Innovant, surprenant, et faisant écho à de nombreuses critiques des classements précédents, U-Multirank n'est cependant pas parfait. Bien que le design du site internet soit fluide et coloré, la prise en main peut sembler abrupte. L'utilisateur est vite submergé par la quantité de chiffres, de critères pas toujours évidents à comprendre (malgré la présence d'un glossaire). C'est le prix à payer pour un outil transparent, l'internaute est moins pris par la main. Les possibilités sont grisantes, mais la complexité peut être rebutante. À ce titre, on peut également regretter qu'aucun travail de traduction n'ait été accompli : la compréhension de l'anglais est impérative. En somme, ces difficultés sont surmontables à condition qu'un effort de pédagogie soit fait, ce qui peut être le rôle des universités.

 

 Nous avons tenté de comparer l'Université Paris-Sud avec des facs équivalentes. Beaucoup de données manquent, notamment liées à la qualité de l'enseignement.

 

La fiabilité des données pose cependant un problème plus grave : dans quelques cas, les informations recueillies par U-Multirank sont erronées. Le taux de réussite en master (Masters graduation rate) a attiré notre attention : 11,74% pour Agro ParisTech par exemple, ou encore 6,8% pour l'université de technologie de Belfort-Montbéliard. Contactées par téléphone, ces deux institutions ont réfuté ces taux aberrants (une petite pensée pour l'université de médecine de Gdansk en Pologne, et ses 0,64% de diplômés). Sur les 850 universités, un peu plus de 500 ont répondu au questionnaire en ligne afin de fournir directement certaines informations. Pour les autres, les données ont donc été récoltées par des sources indirectes, ce qui explique probablement ces erreurs (nous avons contacté l'équipe de U-Multirank et attendons leur réponse).

Mise à jour (26/05/2014) : les données incorrectes pour les taux de réussite en master ont disparu des fiches U-Multirank d'Agro ParisTech et de l'UTBM, après quelques heures d'indisponibilité du site en début de journée. L'université de médecine de Gdansk peut quant à elle toujours être fière d'afficher un taux de réussite incroyablement faible.

 

Le développement et la méthodologie du projet U-Multirank sont détaillés par Frank Ziegele et Frans van Vught dans l'ouvrage Multidimensional Ranking, paru en 2012. Leur démarche s'inscrit dans une volonté de transparence, en réponse à une remarque souvent faite à l'approche statistique : les nombres donnent l'illusion de l'objectivité, mais le choix de mesurer tel critère plutôt qu'un autre est forcément subjectif. Les auteurs proposent donc une approche participative de l'évaluation des universités, dont la logique est d'impliquer les premiers bénéficiaires de l'outil (universités et étudiants) dans le choix des indicateurs et la récolte des données.
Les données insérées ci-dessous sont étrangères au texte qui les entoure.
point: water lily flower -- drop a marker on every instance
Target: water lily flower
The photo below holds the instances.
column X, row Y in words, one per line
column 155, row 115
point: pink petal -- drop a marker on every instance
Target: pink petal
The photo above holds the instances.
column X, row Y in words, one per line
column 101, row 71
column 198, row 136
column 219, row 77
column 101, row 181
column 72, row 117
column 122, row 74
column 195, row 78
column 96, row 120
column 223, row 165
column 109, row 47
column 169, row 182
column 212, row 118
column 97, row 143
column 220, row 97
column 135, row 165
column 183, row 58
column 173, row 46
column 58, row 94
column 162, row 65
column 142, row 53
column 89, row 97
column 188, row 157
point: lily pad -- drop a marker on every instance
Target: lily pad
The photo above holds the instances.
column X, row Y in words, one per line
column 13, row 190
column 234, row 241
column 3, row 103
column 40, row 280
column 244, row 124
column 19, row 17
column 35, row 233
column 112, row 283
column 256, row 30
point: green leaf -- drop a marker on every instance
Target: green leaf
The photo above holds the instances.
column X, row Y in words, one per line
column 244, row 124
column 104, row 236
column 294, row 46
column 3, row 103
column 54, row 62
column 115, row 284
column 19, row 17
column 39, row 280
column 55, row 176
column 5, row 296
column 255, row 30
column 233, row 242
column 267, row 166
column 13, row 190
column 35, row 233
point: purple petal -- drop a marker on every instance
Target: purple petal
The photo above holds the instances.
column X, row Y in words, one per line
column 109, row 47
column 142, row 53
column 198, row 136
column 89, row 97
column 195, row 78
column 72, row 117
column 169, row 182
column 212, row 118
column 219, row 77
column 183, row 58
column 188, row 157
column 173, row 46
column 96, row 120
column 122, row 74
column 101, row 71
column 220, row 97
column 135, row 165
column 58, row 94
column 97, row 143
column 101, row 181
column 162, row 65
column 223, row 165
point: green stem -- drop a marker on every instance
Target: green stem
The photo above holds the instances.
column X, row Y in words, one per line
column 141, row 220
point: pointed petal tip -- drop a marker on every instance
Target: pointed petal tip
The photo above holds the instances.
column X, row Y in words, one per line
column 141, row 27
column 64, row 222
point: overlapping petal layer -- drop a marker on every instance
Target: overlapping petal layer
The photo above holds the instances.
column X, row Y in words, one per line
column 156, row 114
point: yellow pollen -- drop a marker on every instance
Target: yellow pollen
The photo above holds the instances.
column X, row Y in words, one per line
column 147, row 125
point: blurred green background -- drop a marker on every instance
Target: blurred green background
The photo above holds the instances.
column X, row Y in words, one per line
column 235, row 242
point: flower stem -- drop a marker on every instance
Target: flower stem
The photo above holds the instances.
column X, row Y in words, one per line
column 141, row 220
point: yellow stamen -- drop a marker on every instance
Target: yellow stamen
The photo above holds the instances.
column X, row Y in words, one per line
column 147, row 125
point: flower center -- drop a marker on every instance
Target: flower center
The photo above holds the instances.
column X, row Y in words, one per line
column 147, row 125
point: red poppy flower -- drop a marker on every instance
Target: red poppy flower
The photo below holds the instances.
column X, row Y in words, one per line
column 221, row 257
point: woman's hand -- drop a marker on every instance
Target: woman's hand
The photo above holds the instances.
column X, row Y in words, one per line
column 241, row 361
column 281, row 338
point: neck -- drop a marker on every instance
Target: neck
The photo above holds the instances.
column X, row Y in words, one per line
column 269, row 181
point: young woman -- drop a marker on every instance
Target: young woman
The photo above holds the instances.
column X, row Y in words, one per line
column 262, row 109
Pour que cela fonctionne, il faut que les parties coopèrent d'abord en amont du projet, en répondant aux formulaires et aux enquêtes. Une fois le produit rendu, le retour d'information doit enfin servir à affiner les critères précédents.

 

Les données manquantes ou erronées sont ainsi autant d'appels à plus de collaboration de la part des universités afin d'éviter les déconvenues statistiques, et d'aboutir à un produit efficace, pointu, fiable. Il est donc dans la nature de ce classement de ne pas être final, mais constamment perfectionné. La prochaine version de U-Multirank est prévue pour mars 2015, gageons que ce classement multidimensionnel saura trouver son public, et ainsi s'améliorer.